Q15 — Supply chain: cosign attestations, chart signing, OpenSSF scorecard post-rc (ADR-0705).
OSS-Fuzz: upstream integration for CEL/JSONPath parsers — native testing.F fuzz now covers internal/aggregate and internal/collect extractors in CI; OSS-Fuzz remains post-GA.
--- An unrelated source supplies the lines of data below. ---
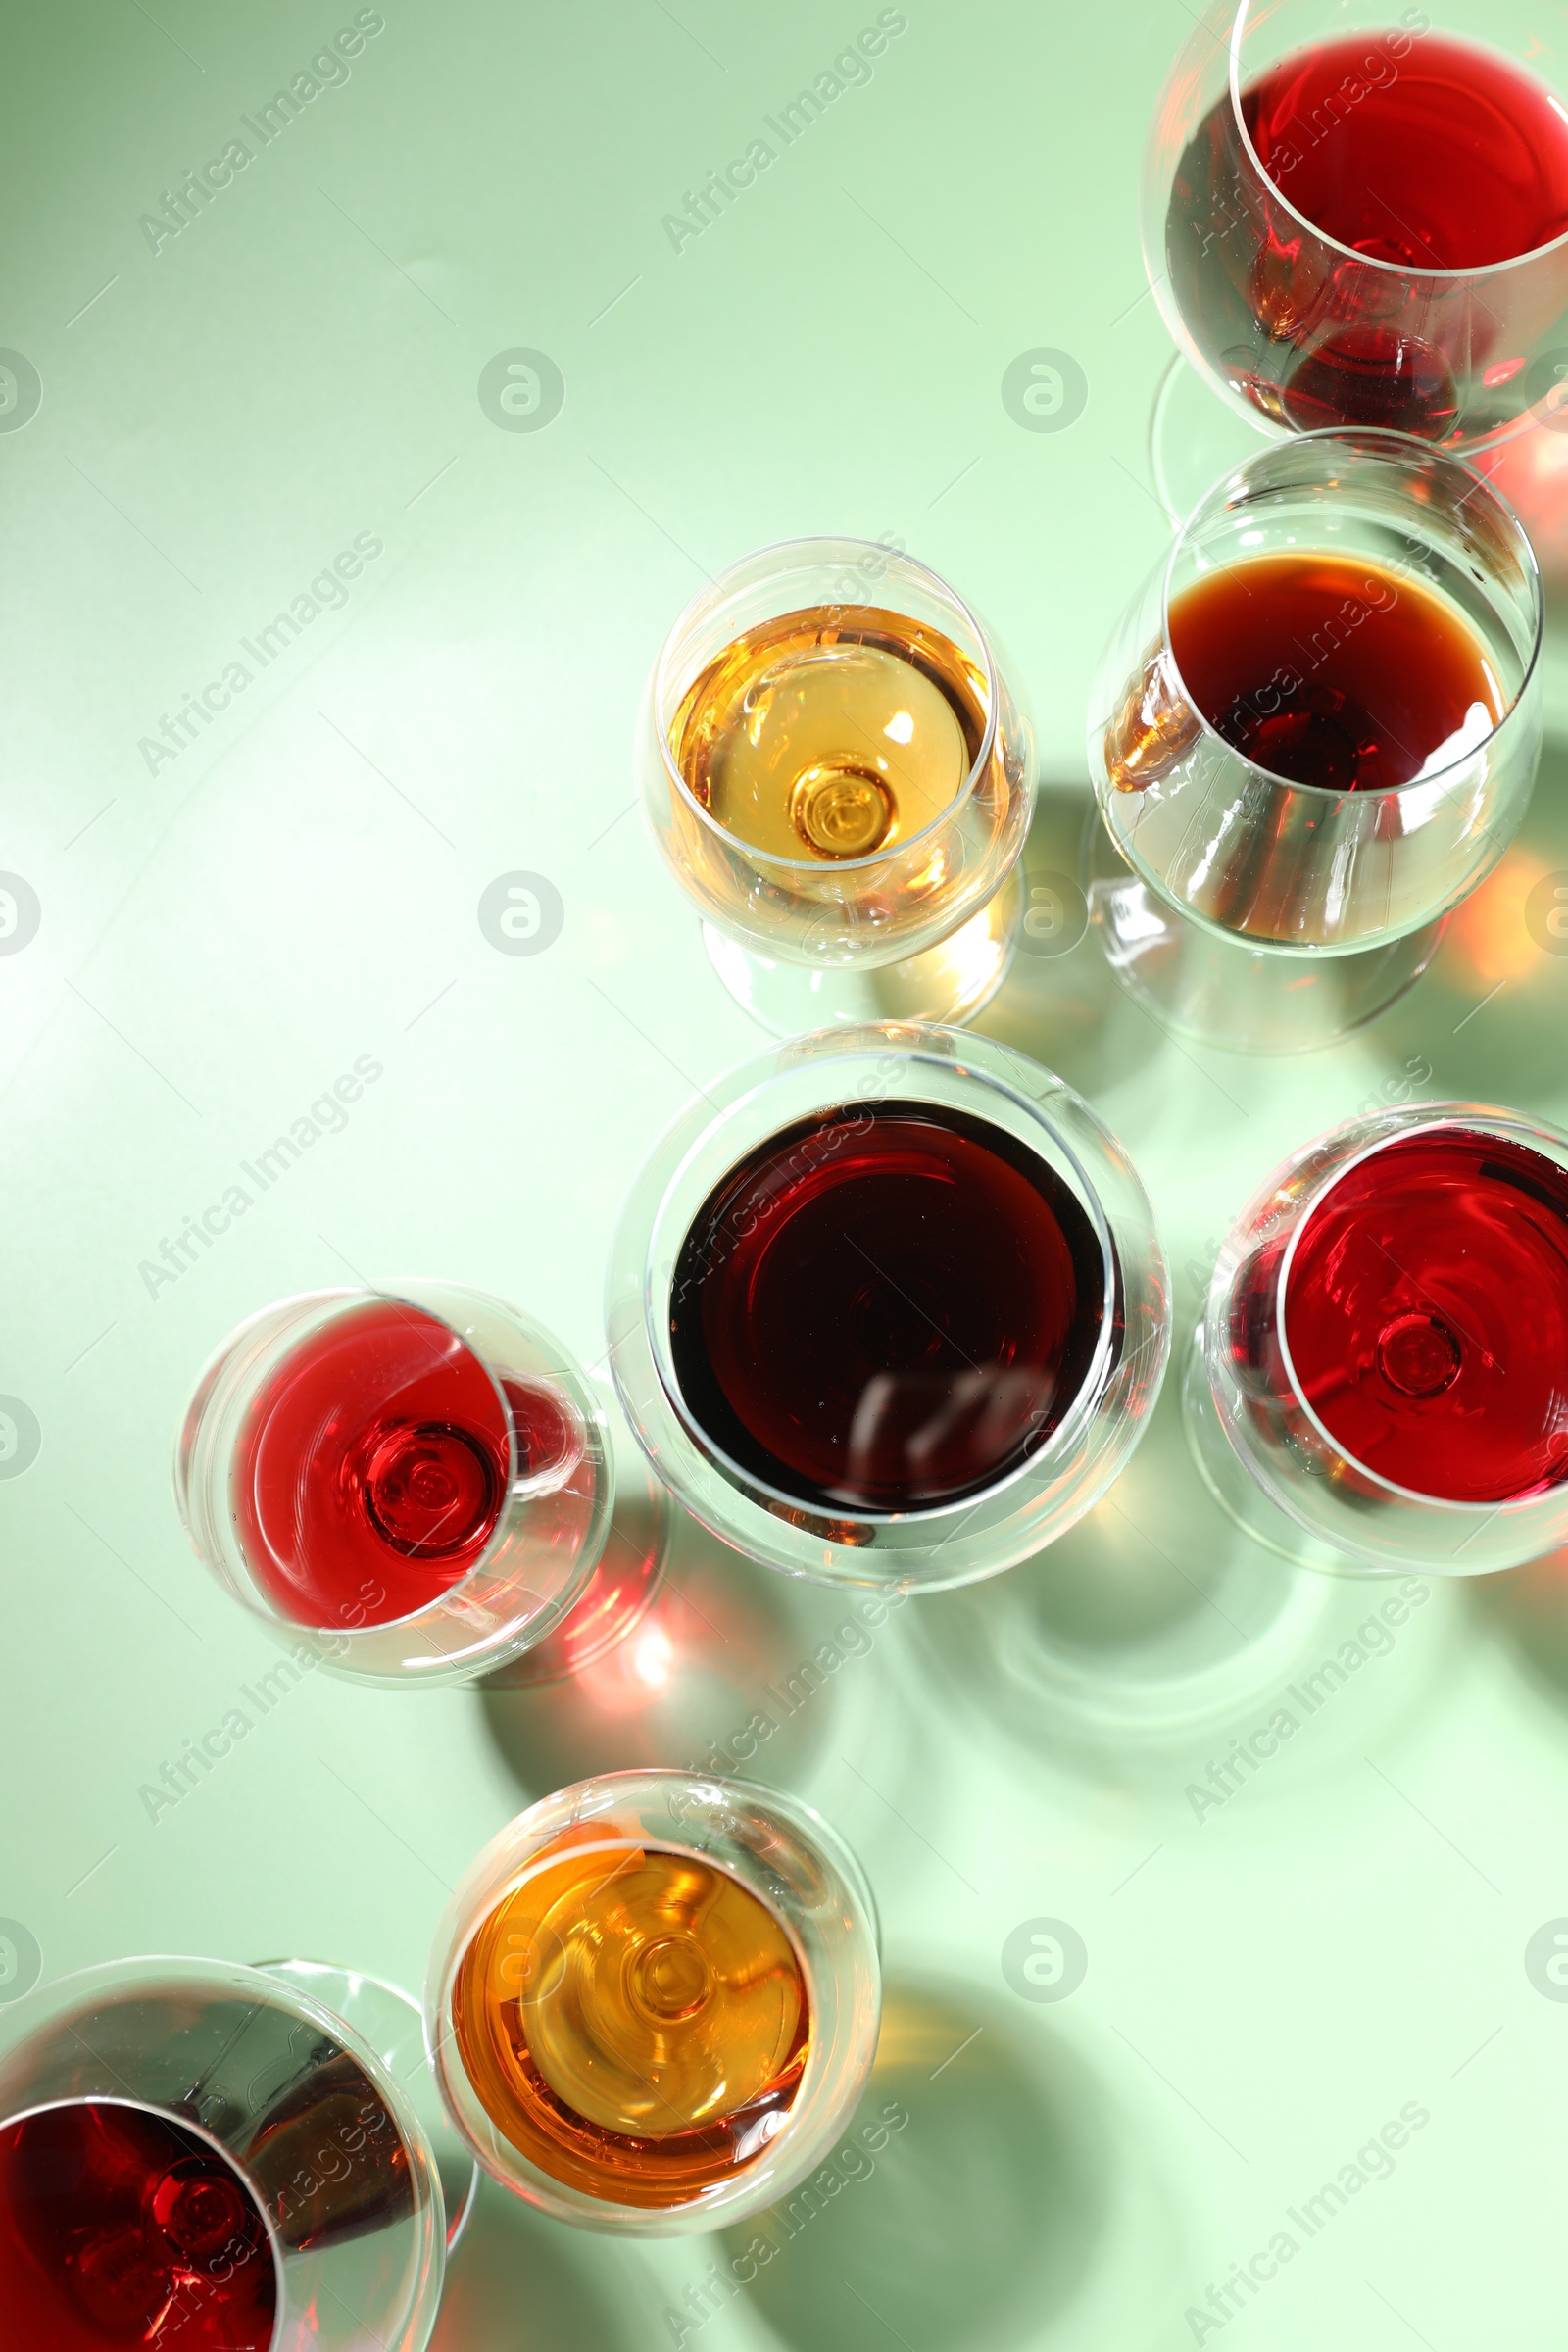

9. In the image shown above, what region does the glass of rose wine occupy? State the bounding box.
[1187,1102,1568,1574]
[0,1955,448,2351]
[424,1770,880,2232]
[1087,429,1542,1050]
[638,537,1036,1034]
[1143,0,1568,516]
[606,1023,1169,1590]
[175,1280,666,1684]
Definition of done (per change)¶

From engineering guidelines §6, enforced by review:

Relevant tests green at the appropriate tier; lint clean; task verify no drift.
New external I/O: timeouts + backoff; no secrets in logs; status conditions updated.
Non-trivial decisions → ADR update.

Consequences¶

Contributors know exactly which commands CI runs and which are nightly/opt-in.
Sink backends cannot merge without integration proof — aligns with registry design (ADR-0406).
Perf/load work stays opt-in — default CI stays fast and deterministic.
Packaging regressions fail via helm-test (ADR-0704).

Open questions¶

OPEN: Promote task perf-report from optional to blocking at v0.4 once baseline is stable in CI perf-snapshot artifacts?
RESOLVED : Mandatory Tier 0 kind-smoke on all non-docs PRs via .github/workflows/e2e-smoke.yaml; webhook profile moved to optional e2e-extended.yaml (ADR-0105).
RESOLVED : Per-PR path-filtered e2e for webhook/cert changes — superseded by Tier 0 smoke + Tier 1 extended webhook job (formerly e2e-webhook-path.yaml).
RESOLVED : COVERAGE_MIN=70 — ratchet at v0.3.0-rc tag or when measured ./internal/... coverage is ≥ 70% sustained on main (see Coverage floor above). PR floor remains 65% until then.
OPEN: Integration job sharding (Postgres vs Kafka vs object-store) if test-integration runtime exceeds ~15 minutes?